Hubo cumbre en Olivos y se espera para mañana el anuncio de la próxima cuarentena

Después de recibir al comité de expertos, el Presidente se reunió con el jefe de Gobierno porteño y el gobernador bonaerense para analizar qué ocurrirá a partir del lunes en el AMBA. 

Cerca de 3 horas estuvieron Axel Kicillof y Horacio Rodríguez Larreta en la Quinta de Olivos con Alberto Fernández.  Como prólogo de la negociación por el futuro de la cuarentena en la zona metropolitana, a las ya clásicas diferencias entre un aperturista jefe de Gobierno porteño y un "intermitente" gobernador bonaerense, se sumó una matutina alerta presidencial. "Tenemos que ponernos un poco firmes porque esto no está funcionando", opinó en Radio con Vos el Presidente por la reciente escalada de casos de Covid-19.

 


La advertencia oficial llegó horas antes de que se conociera un nuevo doble récord de coronavirus: 6377 nuevos casos y 153 muertes en 24 horas, con un corte estadístico realizado a las 17. La lupa oficial está puesta, como admitió el ministro de Salud Ginés González García, en las llamadas "reuniones clandestinas", como principal foco de contagio y el más complicado de controlar desde el Estado. Ese fue una de las preocupación que el comité de expertos le trasladó al Presidente al mediodía.

De esta forma, el jefe de Estado que en las últimas extensiones del aislamiento obligatorio en el AMBA viene oficiando de mediador, terminó por inclinarse hacia la postura provincial, luego de haber respaldado la última flexibilización solicitada por Ciudad.
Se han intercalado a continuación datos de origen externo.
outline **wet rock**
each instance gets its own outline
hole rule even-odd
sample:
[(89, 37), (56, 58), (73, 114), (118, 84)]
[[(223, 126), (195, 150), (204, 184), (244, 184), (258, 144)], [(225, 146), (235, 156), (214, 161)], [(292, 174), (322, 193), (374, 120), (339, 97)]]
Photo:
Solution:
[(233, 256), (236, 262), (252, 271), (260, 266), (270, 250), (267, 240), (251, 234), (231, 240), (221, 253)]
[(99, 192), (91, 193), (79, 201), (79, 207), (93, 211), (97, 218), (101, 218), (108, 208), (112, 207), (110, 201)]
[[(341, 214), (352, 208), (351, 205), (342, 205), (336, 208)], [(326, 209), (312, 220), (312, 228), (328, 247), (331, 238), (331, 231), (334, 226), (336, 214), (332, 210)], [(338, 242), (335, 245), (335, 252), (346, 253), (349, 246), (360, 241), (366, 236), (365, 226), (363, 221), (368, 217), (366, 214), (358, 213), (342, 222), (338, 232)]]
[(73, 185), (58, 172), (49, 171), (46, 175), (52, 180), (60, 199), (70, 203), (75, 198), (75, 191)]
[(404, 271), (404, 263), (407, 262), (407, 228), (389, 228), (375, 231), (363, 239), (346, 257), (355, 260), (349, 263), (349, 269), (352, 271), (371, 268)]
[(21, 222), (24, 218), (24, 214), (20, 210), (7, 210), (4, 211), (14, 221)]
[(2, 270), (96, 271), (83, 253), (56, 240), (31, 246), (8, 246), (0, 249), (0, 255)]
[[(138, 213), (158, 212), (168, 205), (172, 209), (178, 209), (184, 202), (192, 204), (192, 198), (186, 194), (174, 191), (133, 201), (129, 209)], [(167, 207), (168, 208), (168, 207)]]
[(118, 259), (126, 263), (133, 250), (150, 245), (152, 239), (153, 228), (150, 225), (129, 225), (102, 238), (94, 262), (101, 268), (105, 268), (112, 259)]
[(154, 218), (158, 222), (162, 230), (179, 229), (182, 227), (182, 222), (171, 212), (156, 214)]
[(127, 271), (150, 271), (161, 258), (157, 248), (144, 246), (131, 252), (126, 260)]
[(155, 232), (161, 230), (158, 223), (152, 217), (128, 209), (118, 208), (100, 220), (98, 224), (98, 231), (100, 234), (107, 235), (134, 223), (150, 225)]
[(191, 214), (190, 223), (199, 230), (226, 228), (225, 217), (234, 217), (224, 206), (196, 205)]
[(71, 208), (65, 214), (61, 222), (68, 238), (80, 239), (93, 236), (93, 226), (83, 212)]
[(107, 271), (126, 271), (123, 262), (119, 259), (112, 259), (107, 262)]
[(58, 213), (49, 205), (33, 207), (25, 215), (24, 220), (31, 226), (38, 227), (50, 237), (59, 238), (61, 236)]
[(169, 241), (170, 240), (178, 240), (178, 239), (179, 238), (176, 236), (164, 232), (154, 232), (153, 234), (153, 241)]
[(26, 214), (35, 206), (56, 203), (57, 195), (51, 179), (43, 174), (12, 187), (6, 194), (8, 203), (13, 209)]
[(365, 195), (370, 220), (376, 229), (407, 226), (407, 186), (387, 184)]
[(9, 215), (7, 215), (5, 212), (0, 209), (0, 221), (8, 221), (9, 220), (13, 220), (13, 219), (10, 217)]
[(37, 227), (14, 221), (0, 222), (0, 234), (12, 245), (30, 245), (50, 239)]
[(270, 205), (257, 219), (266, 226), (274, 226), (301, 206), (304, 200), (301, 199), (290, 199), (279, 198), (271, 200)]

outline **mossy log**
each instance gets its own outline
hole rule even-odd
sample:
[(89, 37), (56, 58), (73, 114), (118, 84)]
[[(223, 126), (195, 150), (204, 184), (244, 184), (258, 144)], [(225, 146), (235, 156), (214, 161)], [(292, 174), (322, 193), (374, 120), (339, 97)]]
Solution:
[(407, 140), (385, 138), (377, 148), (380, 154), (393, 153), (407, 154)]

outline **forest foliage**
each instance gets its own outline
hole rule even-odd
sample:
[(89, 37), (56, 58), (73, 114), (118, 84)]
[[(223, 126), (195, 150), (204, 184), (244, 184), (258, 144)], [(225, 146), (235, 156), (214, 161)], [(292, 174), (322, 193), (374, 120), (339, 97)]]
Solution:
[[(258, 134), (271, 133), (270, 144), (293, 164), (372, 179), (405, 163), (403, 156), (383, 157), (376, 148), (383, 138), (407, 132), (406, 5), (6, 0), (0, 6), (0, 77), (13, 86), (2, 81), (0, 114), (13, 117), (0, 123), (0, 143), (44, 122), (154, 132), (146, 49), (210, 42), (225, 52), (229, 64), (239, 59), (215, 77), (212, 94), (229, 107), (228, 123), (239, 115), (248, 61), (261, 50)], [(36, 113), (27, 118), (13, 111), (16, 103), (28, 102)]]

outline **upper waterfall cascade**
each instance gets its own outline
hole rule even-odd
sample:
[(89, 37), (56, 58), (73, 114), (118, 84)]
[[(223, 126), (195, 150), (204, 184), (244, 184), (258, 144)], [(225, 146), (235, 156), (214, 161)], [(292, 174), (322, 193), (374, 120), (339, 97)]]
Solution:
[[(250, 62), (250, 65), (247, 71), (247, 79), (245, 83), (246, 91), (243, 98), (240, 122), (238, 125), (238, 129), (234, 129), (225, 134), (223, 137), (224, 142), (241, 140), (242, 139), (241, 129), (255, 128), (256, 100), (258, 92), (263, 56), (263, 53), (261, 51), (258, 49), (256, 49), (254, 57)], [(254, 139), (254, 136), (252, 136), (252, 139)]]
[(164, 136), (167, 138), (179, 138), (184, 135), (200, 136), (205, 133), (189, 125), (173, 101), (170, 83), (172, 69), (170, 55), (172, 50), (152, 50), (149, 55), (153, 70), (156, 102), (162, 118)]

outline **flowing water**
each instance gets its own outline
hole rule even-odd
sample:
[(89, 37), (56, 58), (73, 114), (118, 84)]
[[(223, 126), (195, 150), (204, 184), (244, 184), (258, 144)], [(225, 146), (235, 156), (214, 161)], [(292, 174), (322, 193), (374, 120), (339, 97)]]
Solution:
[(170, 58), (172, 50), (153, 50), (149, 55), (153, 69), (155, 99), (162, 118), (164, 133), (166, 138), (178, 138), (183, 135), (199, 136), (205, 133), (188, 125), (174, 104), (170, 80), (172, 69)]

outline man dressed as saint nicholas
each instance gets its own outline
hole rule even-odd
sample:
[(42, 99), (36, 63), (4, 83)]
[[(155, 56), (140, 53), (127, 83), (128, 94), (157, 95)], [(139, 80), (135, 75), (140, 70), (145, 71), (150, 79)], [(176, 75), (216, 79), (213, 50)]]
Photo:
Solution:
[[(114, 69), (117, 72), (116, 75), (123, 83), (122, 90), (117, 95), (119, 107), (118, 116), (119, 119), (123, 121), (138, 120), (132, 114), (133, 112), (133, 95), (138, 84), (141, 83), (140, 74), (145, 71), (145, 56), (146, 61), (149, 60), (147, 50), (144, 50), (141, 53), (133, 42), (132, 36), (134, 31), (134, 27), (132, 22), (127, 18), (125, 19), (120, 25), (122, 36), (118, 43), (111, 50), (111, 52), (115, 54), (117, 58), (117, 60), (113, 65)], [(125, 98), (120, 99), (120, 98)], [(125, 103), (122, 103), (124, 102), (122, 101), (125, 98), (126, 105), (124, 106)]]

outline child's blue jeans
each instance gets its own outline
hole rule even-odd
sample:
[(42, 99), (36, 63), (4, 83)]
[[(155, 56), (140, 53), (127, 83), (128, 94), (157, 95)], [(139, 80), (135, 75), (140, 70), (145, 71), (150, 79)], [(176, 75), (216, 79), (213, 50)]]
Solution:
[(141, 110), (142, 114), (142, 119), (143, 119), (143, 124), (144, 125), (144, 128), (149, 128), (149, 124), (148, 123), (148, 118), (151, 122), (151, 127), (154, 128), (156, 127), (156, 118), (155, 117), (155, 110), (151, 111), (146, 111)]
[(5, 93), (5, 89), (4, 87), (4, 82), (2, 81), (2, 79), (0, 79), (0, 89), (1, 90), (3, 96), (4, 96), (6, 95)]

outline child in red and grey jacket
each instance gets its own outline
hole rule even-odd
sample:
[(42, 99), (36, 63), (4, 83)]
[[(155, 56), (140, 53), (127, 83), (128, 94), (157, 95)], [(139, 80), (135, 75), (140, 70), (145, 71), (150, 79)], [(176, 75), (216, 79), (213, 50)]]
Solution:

Ahora, como conclusión de la cumbre, Fernández habría apelado a una solución salomónica: el confinamiento continuaría sin cambios de un lado y del otro de la General Paz, es decir que no se frenarán las reaperturas del plan larretista pero tampoco habrá una nueva marcha atrás como insinuaba el kicillofismo.

Mañana, en conferencia tripartita desde la residencia oficial, el mismo formato de las últimas prórrogas, se revelarán los detalles de la futura cuarentena que regirá a partir del lunes. El dato clave será su duración: si bien podría ser por 15 días, como fue hasta ahora por lo general, desde la Ciudad y de la provincia preferían acortar los plazos y hacer evaluaciones estadísticas semanales para plantear flexibilizaciones o, en el caso del Conurbano, la "modulación" kicillofista. El resto de Buenos Aires continuará avanzando entre las fases 4 y 5.

Desde la semana pasada que, atento a las cifras en la provincia de Buenos Aires, por los casos y la ocupación hospitalaria, que en el AMBA fluctúa cerca del 65%, el gobernador venía evaluando un regreso a una confinamiento más rígido en el Conurbano, en base al concepto que enarbola de "cuarentena intermitente". Ayer Kicillof, antes de ir a la residencia presidencial, mantuvo una videoconferencia con intendentes para buscar el respaldo a su esquema que, con la escalada de casos, se le permita ajustar las reaperturas.

"Los números preocupan cuando uno hace una proyección de la velocidad del crecimiento", advirtió ayer el ministro de Salud provincial, Daniel Gollán. Mediados de agosto fija la curva que imaginan en provincia. "Ya en este momento estamos cerca de una saturación en el sector privado fundamentalmente de la Ciudad de Buenos Aires y el gran Buenos Aires", completó el funcionario.